Padova, le lucciole ricorrono contro l'ordinanza Bitonci: è la "class action del sesso"

Ventuno prostitute chiedono la revoca della multa del sindaco di Padova. "Siamo una ditta dovete togliere subito quei divieti"

Padova, le lucciole ricorrono contro l'ordinanza Bitonci: è la "class action del sesso"

"Sono una ditta dovete togliere subito quei divieti". La prostituta ricorre al Tar contro l'ordinanza del sindaco di Padova Massimo Bitonci. Non è l'unica a farlo. Ce ne sono altre venti al suo fianco. Tutte unite in una class action del sesso. L'obiettivo è far annullare dal giudice amministrativo le sanzioni da 500 euro che si sono viste infliggere sul marciapiede. L'ordinenza del sindaco leghista pone, infatti, il divieto a prostituirsi laddove si offende la pubblica decenza. In quel caso i vigili possono intervenire multando (pesantemente) tutte le lucciole che si mostrano, discinte e con atteggiamenti inequivocabili, ai clienti per strada.

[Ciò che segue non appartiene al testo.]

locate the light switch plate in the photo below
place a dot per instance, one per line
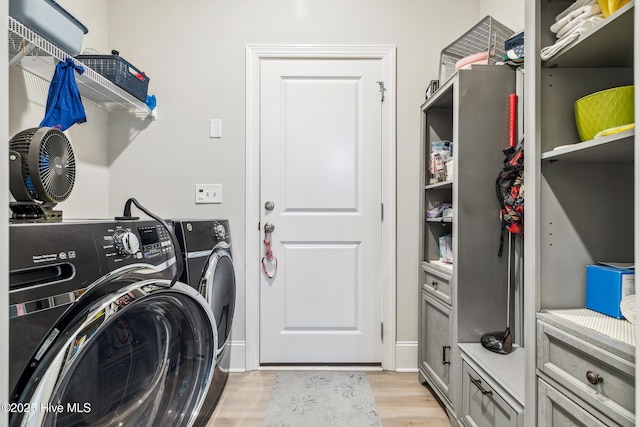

Dal 27 febbraio scorso, quando è entrata in vigore l'ordinanza di Bitonci, come racconta il Gazzettino, i vigili hanno già staccato 206 multe a prostitute che lavorano sulle strade padovane e nove ai clienti. Nessun cliente si è rivolto al Giudice di Pace per contestare la sanzione, ma una prostituta ha deciso di rivolgersi al Tar. "Una presunta professionista ha ottenuto l'udienza per il 24 giugno - spiega l'assessore Matteo Cavatton - sostiene che il sindaco non possa regolamentare il fenomeno e che un tale provvedimento metta in essere una disparità di trattamento per le lucciole che esercitano a Padova". La lucciola si è aggrappata all'articolo 41 della Costituzione che tutela l'iniziativa economica privata.

Dopo il primo ricorso, altre 21 prostitute si sono accodate dando vita a quella che il Gazzettino ha già ribattezzato la "class action del sesso".

"Le prostitute hanno deciso di 'consorziarsi' e di affidare alla stessa mano la stesura della contestazione della sanzione - si legge sul Gazzettino - a dimostrazione del fatto che hanno trovato un’intesa, c’è una prova incontrovertibile e cioè che i ricorsi sono tutti uguali, a parte, ovviamente, le generalità di chi li ha presentati".